Xi Jinping Fears Food Shortage Amid Official Media Boasting ‘Good Harvests for 18 Years’

Xi Jinping Fears Food Shortage Amid Official Media Boasting ‘Good Harvests for 18 Years’
Chinese farmers work on a field on April 16, 2008 on the outskirts of Beijing, China. Guang Niu/Getty Images
Justin Zhang
Updated:

Chinese Communist Party (CCP) leader Xi Jinping expressed concern about a food crisis at a recent meeting, despite the official media reporting 18 consecutive years of good harvests in China.

Xi noted that “arable land is still decreasing,” according to official media CPC News on Dec. 12, citing Xi’s speech at a Dec. 8 economic work conference, “Some places have a lot of good lands where they don’t grow grain … so what about grain?”

“China’s grain production has been bountiful for at least 18 consecutive years,” claimed state-run China National Radio on Dec. 1. The Bureau of Statistics released the data showing total grain production in 2021 reached a record 682.85 million tons, a rise of 13.36 million tons, or 2.0 percent, compared with last year.

The official data, which likely failed to assure Xi, also calls into question whether it is more likely to be the “CCP’s usual political propaganda for the regime’s stability, because low yield of grain is a big woe for China’s agriculture,” said Liao Shiming, Hong Kong-based financial columnist.

Liao further explained that those high-yield lands in southeastern provinces—the economic engines of China—have been basically industrialized, while some newly-explored arable lands are in western China, where the natural conditions are not suitable for farming due to insufficient rainfall and poor temperatures.

Furthermore, industrial waste, fertilizer, and pesticides have resulted in land pollution. AmbScience, an Environmental Engineering Consulting and Services enterprise, quoted April 2014 data by China’s Ministry of Environmental Protection, saying that 349 million mu of arable land in China is seriously contaminated, accounting for about one-fifth (19.4 percent) of the total arable land area.

Since the CCP launched a nationwide “returning farmland to forest” campaign in a bid to “improve the ecological environment” in 2002, China saw 139 million mu of arable land disappear as of 2019, all converted to forest or grassland, a June 2020 report of the National Forestry and Grassland Administration showed.
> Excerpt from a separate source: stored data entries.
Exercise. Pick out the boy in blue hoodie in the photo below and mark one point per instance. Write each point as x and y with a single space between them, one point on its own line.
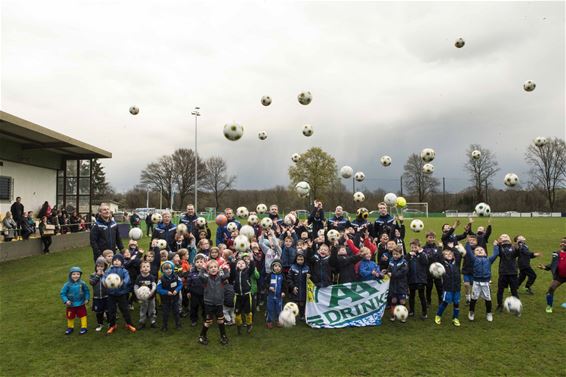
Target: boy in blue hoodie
75 295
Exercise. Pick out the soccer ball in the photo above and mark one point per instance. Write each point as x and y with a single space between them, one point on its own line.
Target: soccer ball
428 154
428 168
390 199
359 197
302 188
242 212
385 160
261 208
233 131
401 313
333 235
513 305
307 130
529 86
113 281
417 225
437 270
135 234
540 141
266 223
360 176
511 179
304 98
143 293
247 231
252 220
483 209
156 218
346 172
241 243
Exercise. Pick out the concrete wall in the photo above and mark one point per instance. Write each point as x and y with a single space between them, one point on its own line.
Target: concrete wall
34 184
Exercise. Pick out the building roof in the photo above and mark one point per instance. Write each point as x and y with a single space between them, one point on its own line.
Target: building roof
33 136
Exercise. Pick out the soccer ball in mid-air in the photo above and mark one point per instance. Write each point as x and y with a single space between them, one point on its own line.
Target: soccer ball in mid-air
305 98
529 86
346 172
135 234
428 154
483 209
233 131
113 281
511 179
308 130
416 225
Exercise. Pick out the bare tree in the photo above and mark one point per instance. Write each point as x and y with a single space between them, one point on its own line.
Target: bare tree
481 169
217 179
548 168
416 181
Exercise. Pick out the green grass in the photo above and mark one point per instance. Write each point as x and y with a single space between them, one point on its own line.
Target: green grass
32 322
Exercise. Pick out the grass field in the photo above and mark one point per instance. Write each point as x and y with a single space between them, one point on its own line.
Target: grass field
32 324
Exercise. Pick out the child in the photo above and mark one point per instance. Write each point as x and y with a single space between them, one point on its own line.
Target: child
213 281
418 267
118 296
75 295
276 292
558 267
99 293
147 307
168 287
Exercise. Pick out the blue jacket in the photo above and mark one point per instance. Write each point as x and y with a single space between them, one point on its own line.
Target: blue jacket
76 292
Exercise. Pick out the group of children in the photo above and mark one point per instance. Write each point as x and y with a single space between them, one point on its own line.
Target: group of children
187 276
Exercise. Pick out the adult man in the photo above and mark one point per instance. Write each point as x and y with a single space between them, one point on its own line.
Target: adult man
104 233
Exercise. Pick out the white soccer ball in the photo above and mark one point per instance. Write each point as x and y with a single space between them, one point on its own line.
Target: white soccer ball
437 270
511 179
513 305
529 86
233 131
304 98
483 209
428 168
385 160
428 154
302 188
308 130
416 225
266 223
241 243
346 172
135 234
113 281
359 197
242 212
401 313
390 199
143 293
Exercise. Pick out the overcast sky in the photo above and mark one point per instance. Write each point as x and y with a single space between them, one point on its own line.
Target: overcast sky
385 78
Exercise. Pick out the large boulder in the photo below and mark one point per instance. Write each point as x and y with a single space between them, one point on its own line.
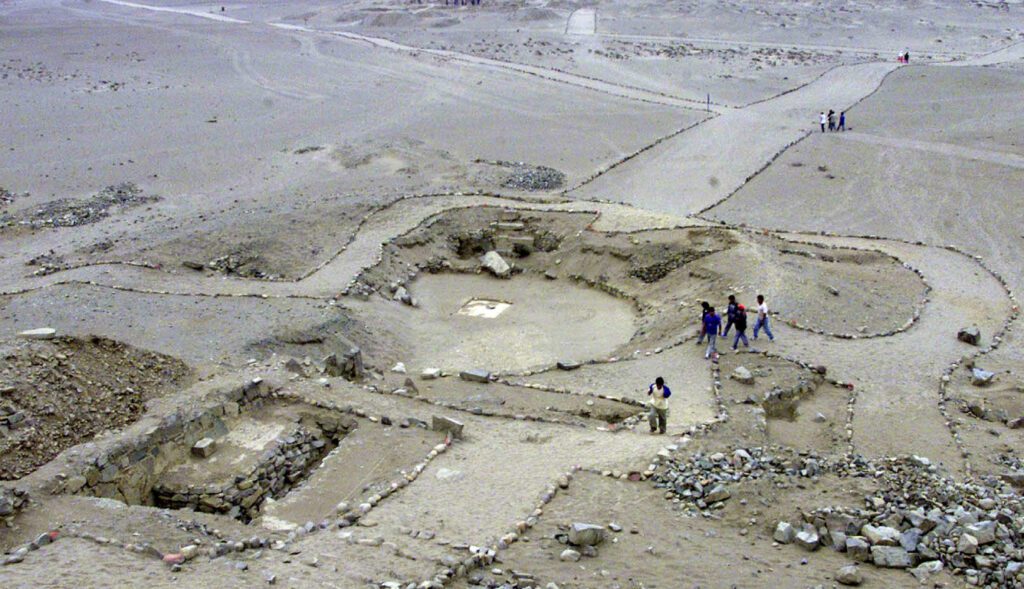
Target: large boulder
741 375
717 494
881 535
784 533
981 377
849 575
586 535
808 539
496 264
890 556
983 532
858 548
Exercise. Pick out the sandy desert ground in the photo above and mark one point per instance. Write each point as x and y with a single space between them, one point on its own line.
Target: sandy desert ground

One witness told The Epoch Times that a large piece of fertile, arable, land next to his home, in a major grain-producing region of Northeast China, which had been planted with corn, was forcibly taken from the farmers by the local authorities and given to a local man to grow trees.

The Epoch Times reporter found it is not only the policy of “returning farmland to forest” that discourages farmers’ work passion, the high cost of agricultural supplies such as seed, fertilizer, and farm equipment, as well as continuous officially suppressed grain prices and a ban on personal inter-provincial transport of grain, have seriously dampened farmers’ inclination to work.

Some farmers in northeast China’s main grain-producing areas told The Epoch Times, “Nowadays, [we] can’t earn much money from farming, and even lose money,” “seed and fertilizer are so expensive, and small subsidies are not even enough to pay the village’s tasks.”

“Village tasks” refers to farmers having to pay certain fees assigned by village officials under various names, sometimes they are gray expenses not listed in the administration budget, and being expected to compensate the government with money when they are unable to perform the voluntary work assigned by the village authorities.

In 2020, Yuan Longping, a Chinese rice expert, when interviewed by state-run CCTV, was asked if there was enough food to feed people in China, Yuan replied that there is not enough food and some, like grain and legumes, has to be imported  from other countries, otherwise, there would be a serious problem of famine in China.

Liao said that starting last year, China was snapping up global grain amidst its reported “bumper crop,” highlighting the Communist regime’s urgent need to increase its grain stocks.

China’s total grain imports have grown to a record high in the last two years, China Agricultural Outlook on Nov. 15. cited Customs’ data, saying grain imports in 2020 increased by 27.97 percent compared to 2019; 137.956 million tons of grain were imported in the first 10 months of 2021, an uptick of nearly 23 percent year-on-year; and the total amount of grain imported for 2021 is expected to exceed that of 2020.